Democrats aren’t coping well with their loss of power, having been partially dethroned during the last mid-terms. As happened during the Obama years, many on the left had once again convinced themselves a permanent majority was attainable, but just two years later, those hopes have been dashed, and now we stand on the precipice of a new GOP-led House of Representatives.

Nancy Pelosi’s replacement, Hakeem Jeffries, seems to be pretty wound up about it. He put out a tweet on Monday evening that sounds very insurrection-like.

There’s a lot to comment on here, not the least of which is the idea that Jeffries or anyone else should interfere in the seating of a man who was duly elected by his constituents. Should there be an ethics investigation into George Santos? Sure, that sounds like the right thing to do, but stopping the wheels of democracy from turning because he pulled a Joe Biden in fibbing about his past? That’s going too far at this point in time, and it’s not a standard the Democrats hold themselves to. Otherwise, Richard Blumenthal wouldn’t be in the US Senate. The right move is to seat Santos and go from there.

Regardless, Jeffries goes on to say Democrats must take back the House “immediately.” How does he plan to do that exactly? By what power structure could Democrats become the majority again before the next election? Bill Kristol, neoconservative turned left-wing cheerleader, has a theory that’s slightly less inflammatory, but contrary to the will of the people all the same.
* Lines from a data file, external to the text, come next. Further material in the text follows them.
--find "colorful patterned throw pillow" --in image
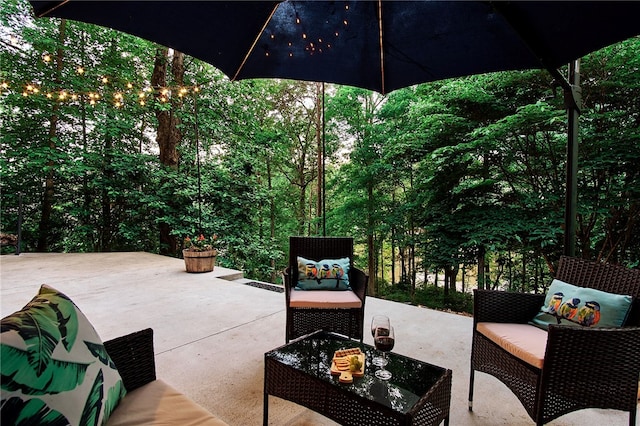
[0,285,126,426]
[531,280,632,330]
[296,256,351,290]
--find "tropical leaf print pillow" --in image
[0,285,126,425]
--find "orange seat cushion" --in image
[289,290,362,309]
[476,322,547,369]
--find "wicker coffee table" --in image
[263,331,451,426]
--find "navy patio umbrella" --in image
[31,0,640,94]
[30,0,640,255]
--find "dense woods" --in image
[0,0,640,312]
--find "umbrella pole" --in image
[322,81,327,237]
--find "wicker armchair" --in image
[284,237,368,343]
[469,257,640,425]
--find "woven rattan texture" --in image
[104,328,156,392]
[469,257,640,425]
[284,237,367,342]
[265,342,451,426]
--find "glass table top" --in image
[265,331,446,413]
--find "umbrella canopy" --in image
[31,0,640,93]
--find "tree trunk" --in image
[367,182,378,296]
[478,246,486,290]
[267,154,277,283]
[151,47,184,256]
[36,19,67,252]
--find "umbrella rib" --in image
[378,0,386,94]
[231,2,280,81]
[38,0,69,18]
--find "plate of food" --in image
[331,348,365,383]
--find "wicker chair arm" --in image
[349,268,369,303]
[104,328,156,392]
[473,290,545,327]
[542,325,640,411]
[282,267,296,306]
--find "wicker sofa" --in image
[469,256,640,425]
[104,328,226,426]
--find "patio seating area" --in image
[0,252,628,426]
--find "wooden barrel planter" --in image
[182,250,218,272]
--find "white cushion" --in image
[477,322,547,369]
[289,290,362,309]
[107,380,227,426]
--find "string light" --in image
[0,75,200,108]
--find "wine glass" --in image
[373,326,396,380]
[371,315,390,367]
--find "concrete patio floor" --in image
[0,252,628,426]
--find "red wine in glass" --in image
[373,326,396,380]
[371,315,390,367]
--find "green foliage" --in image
[0,0,640,296]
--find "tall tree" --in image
[151,47,184,255]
You have to love that Kristol is simping for Jeffries, talking about election denial on the right when Jeffries himself is a prolific election denier, but I digress.
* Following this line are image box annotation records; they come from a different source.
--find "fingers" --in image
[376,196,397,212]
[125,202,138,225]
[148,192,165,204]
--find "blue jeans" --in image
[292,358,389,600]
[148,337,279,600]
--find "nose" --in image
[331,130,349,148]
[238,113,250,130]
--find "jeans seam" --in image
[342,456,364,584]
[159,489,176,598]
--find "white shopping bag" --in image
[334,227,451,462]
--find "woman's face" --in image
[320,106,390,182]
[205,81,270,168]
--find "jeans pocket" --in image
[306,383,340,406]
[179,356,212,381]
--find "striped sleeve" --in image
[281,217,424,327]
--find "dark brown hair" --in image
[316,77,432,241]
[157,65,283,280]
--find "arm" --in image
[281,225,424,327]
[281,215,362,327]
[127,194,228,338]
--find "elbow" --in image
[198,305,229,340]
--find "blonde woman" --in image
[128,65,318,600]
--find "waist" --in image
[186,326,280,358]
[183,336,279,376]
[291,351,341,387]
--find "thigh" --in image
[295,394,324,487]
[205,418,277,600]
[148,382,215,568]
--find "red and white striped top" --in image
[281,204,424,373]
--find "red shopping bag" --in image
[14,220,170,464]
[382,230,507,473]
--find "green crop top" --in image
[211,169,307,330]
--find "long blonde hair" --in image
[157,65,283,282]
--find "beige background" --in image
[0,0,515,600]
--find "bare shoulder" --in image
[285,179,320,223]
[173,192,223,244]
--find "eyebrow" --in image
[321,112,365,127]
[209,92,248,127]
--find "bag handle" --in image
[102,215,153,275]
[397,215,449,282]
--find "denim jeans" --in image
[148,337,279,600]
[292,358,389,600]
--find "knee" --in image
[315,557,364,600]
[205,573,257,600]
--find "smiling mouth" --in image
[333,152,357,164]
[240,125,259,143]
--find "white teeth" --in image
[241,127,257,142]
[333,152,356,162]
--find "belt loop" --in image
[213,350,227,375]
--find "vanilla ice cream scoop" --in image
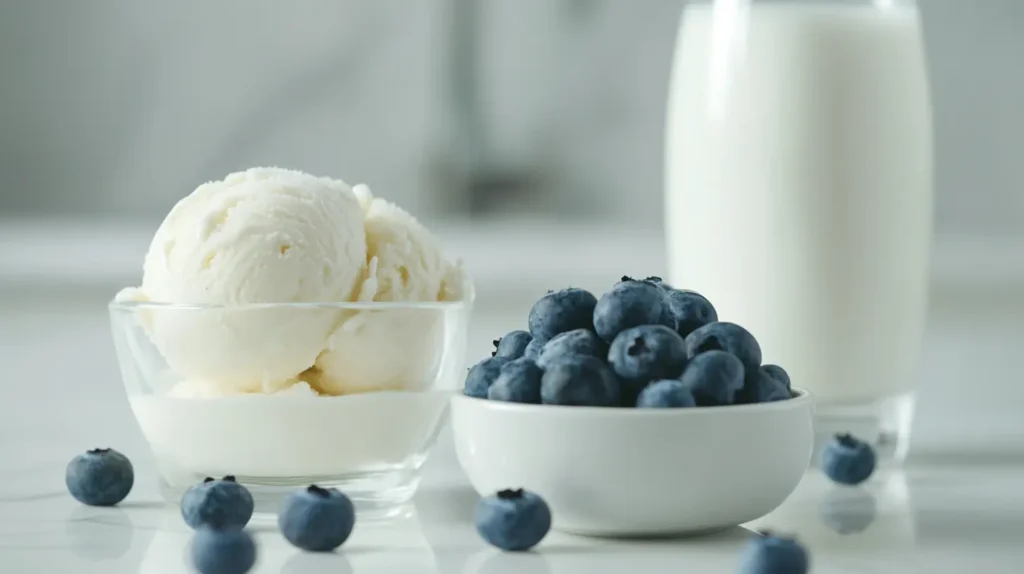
[121,168,367,393]
[308,185,465,394]
[141,168,367,305]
If you haven’t been paying attention, what’s being alluded to is the “unity candidate” hopium Democrats have been huffing in regard to losing control of the House. Unable to just accept they lost the election, the ploy is a desperate attempt to hang onto government power they didn’t earn, with the idea being that if Republicans can’t agree on a Speaker, enough moderates will join with the opposition to select some unnamed squish instead.
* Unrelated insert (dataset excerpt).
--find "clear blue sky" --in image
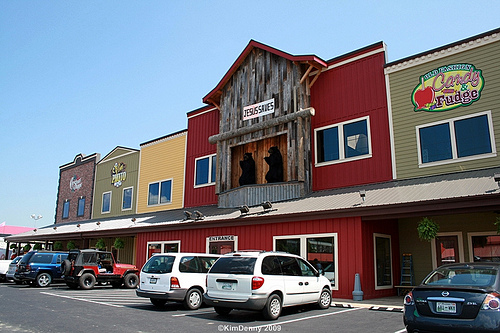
[0,0,500,227]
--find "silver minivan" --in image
[136,253,220,310]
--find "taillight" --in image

Is that going to happen? I highly, highly doubt it. Still, there is some danger if Republicans don’t figure out their leadership situation sooner rather than later. There are somewhere between 5-15 GOP House members saying they won’t vote for Kevin McCarthy, but it’s getting late for such games.

At this point, everyone needs to be asking themselves what is being gained by prolonging this battle. Republicans do not control the Senate or the White House. That makes any disagreement over policy and legislation rather irrelevant. McCarthy may or may not be a “RINO,” but the only real question is if he’ll allow the investigations Republicans have been demanding to take place. Marjorie Taylor Greene has bought into his promise to do so and has been publicly supporting him. There are still holdouts, though.

Personally, I’m all for fighting when there’s a battle to be won. I’m less enthused about seeing Republicans destroy their own majority for no good reason whatsoever. If the vast majority of the caucus wants McCarthy, even if he’s not preferable, then this internal feuding needs to stop. It’d be one thing if the GOP had the power necessary to pass legislation, but they don’t. This is the time to be strategic and to make hay while the sun is shining. Republicans can fight over leadership in 2024 after hopefully retaking the White House and Senate. That’s when it’ll actually matter.